Under the October Sky

Under the October Sky

Some fates are worse than death. Survival is one of them.

In the two hundred years since humans left the Earth’s surface to live in the sky, life on the ground had faded to a myth, a tragic memory from which they severed themselves to survive. They floated above continents turned to sand and lands swallowed by the seas, watched storm after storm rage against their cities and their monuments until they broke apart the last vestiges of civilization, the many paying penance for the greed of the few.

As a lightning harvester charged with flying her ship into these storms for energy, Raina Kennedy has seen more of the planet than most. She has spent her entire life soaring above its craters and scars, studying the gaping wounds of human devastation, as she honed her skills and became the youngest captain in storm-chaser history.

Her ship has flown for generations. Her skills are unparalleled.

But none of that matters the day they go down.

The storm season was predicted to be the strongest in a hundred years–and Captain Raina Kennedy’s chance to prove herself once and for all. But after a catastrophic accident forces them to crash back into the planet, they become the first humans on the surface of the Earth in two hundred years. Reeling from failure and staring down an inhospitable world, and with only thirty days until the peak of the storm season, Raina must lead her crew across the surface and find a way home before the storm of the century strikes. But there is far more at stake than pride as the planet begins to take lives. Fighting through natural disasters, animal attacks, and pollution, they must make it back to the sky before the superstorm strikes, or die–and have their discoveries die with them.

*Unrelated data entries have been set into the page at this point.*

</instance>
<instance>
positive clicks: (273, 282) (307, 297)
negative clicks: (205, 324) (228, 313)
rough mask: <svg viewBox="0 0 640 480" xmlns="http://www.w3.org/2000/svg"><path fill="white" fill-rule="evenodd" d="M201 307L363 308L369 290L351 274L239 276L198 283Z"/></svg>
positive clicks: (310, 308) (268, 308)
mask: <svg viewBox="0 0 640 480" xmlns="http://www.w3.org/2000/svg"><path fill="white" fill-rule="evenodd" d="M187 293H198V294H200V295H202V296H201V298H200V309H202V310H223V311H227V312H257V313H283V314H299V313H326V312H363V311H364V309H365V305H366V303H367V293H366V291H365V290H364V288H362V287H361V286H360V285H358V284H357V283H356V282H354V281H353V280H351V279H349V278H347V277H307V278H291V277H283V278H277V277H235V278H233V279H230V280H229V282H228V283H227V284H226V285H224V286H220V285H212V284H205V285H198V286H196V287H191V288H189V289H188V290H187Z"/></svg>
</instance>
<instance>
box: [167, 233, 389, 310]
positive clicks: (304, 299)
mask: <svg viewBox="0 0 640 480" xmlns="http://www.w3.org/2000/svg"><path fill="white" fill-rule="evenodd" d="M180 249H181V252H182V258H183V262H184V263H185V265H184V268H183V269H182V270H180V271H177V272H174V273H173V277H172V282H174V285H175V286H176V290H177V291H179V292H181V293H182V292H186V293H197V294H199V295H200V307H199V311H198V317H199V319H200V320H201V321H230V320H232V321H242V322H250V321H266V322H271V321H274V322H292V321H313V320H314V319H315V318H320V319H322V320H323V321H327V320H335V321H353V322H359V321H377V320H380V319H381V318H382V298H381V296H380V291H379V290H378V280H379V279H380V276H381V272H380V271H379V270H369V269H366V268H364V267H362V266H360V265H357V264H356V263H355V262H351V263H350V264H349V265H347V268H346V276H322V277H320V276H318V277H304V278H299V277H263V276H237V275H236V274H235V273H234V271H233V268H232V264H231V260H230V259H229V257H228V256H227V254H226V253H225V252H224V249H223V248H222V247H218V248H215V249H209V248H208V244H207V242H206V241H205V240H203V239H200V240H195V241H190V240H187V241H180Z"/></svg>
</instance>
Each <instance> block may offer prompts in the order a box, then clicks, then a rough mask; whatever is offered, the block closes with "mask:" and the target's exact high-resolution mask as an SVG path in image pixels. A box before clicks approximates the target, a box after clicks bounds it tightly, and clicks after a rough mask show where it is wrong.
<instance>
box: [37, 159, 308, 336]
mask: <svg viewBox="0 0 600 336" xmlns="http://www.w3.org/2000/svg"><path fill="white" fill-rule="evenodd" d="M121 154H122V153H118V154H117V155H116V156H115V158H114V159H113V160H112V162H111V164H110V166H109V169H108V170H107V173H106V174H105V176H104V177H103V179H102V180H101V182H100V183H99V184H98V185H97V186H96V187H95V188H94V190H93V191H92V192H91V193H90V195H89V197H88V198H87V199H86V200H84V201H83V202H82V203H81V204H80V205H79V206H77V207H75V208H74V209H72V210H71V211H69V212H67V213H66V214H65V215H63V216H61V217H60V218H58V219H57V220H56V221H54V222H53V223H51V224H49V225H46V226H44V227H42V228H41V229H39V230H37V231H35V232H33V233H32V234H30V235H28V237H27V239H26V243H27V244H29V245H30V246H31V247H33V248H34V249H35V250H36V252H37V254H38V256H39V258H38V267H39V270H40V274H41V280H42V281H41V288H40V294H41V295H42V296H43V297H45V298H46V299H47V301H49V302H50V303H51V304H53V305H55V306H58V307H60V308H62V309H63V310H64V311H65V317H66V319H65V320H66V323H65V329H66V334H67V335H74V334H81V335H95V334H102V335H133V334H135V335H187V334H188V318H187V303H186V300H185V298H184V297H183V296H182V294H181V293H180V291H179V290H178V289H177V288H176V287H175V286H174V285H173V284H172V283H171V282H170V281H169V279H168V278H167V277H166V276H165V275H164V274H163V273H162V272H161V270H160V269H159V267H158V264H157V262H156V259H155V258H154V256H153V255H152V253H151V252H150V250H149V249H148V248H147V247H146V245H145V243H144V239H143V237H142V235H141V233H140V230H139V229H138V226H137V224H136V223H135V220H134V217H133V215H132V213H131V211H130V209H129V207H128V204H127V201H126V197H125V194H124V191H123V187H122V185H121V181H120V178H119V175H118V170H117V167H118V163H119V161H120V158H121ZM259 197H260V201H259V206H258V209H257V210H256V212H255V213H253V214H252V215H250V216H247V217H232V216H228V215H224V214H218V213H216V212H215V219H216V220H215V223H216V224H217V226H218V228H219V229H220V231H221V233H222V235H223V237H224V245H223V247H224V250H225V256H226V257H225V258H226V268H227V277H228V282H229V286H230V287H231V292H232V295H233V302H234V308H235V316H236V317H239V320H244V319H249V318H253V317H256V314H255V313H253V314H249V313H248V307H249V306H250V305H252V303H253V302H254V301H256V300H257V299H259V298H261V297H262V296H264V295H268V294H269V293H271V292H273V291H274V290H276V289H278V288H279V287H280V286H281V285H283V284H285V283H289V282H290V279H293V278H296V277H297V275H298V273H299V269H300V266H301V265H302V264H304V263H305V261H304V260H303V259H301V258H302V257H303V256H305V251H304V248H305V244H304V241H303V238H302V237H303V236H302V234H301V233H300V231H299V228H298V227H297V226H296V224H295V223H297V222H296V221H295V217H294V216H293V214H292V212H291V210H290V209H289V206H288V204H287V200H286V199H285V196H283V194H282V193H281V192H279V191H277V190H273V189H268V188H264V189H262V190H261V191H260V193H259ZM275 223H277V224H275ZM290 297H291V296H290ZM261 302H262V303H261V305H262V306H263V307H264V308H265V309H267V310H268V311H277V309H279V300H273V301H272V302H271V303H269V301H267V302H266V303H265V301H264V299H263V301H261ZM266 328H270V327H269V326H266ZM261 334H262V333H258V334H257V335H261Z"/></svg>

Told over thirty days, this manuscript follows Raina’s journey as she attempts to lead her crew through an inhospitable world to find a way home. Drawing upon elements of the 2021 Intergovernmental Panel on Climate Change (IPCC) report and heavily influenced by Talia’s studies in History and Anthropology, it contains critiques of the systems of capitalism, colonialism, and white supremacy which have developed the climate crisis over the past five hundred years. It follows a diverse and LGBTQIA2S-inclusive cast, including trans and non-binary characters, and a bisexual protagonist. This manuscript can be described as The 100 with a climate change twist, merged the haunting voice of Station Eleven for a Young Adult audience. 

Written while Talia was in high school, Under the October Sky taps into the rage of a generation growing up in the throes climate change. A compelling story of desperation, survival, and finding humanity, it contains a powerful message about our future planet, intended to show us what we stand to lose from the perspective of those who have already lost it. But perhaps most importantly: it is not hopeless. In our current era of climate panic, when so many are so quick to deem our future doomed, the most courageous and powerful thing we can be is hopeful. And told through the eyes of Raina, a young woman who has been taught that the only way to be strong is to stand alone, we come to see that survival can only come from standing together.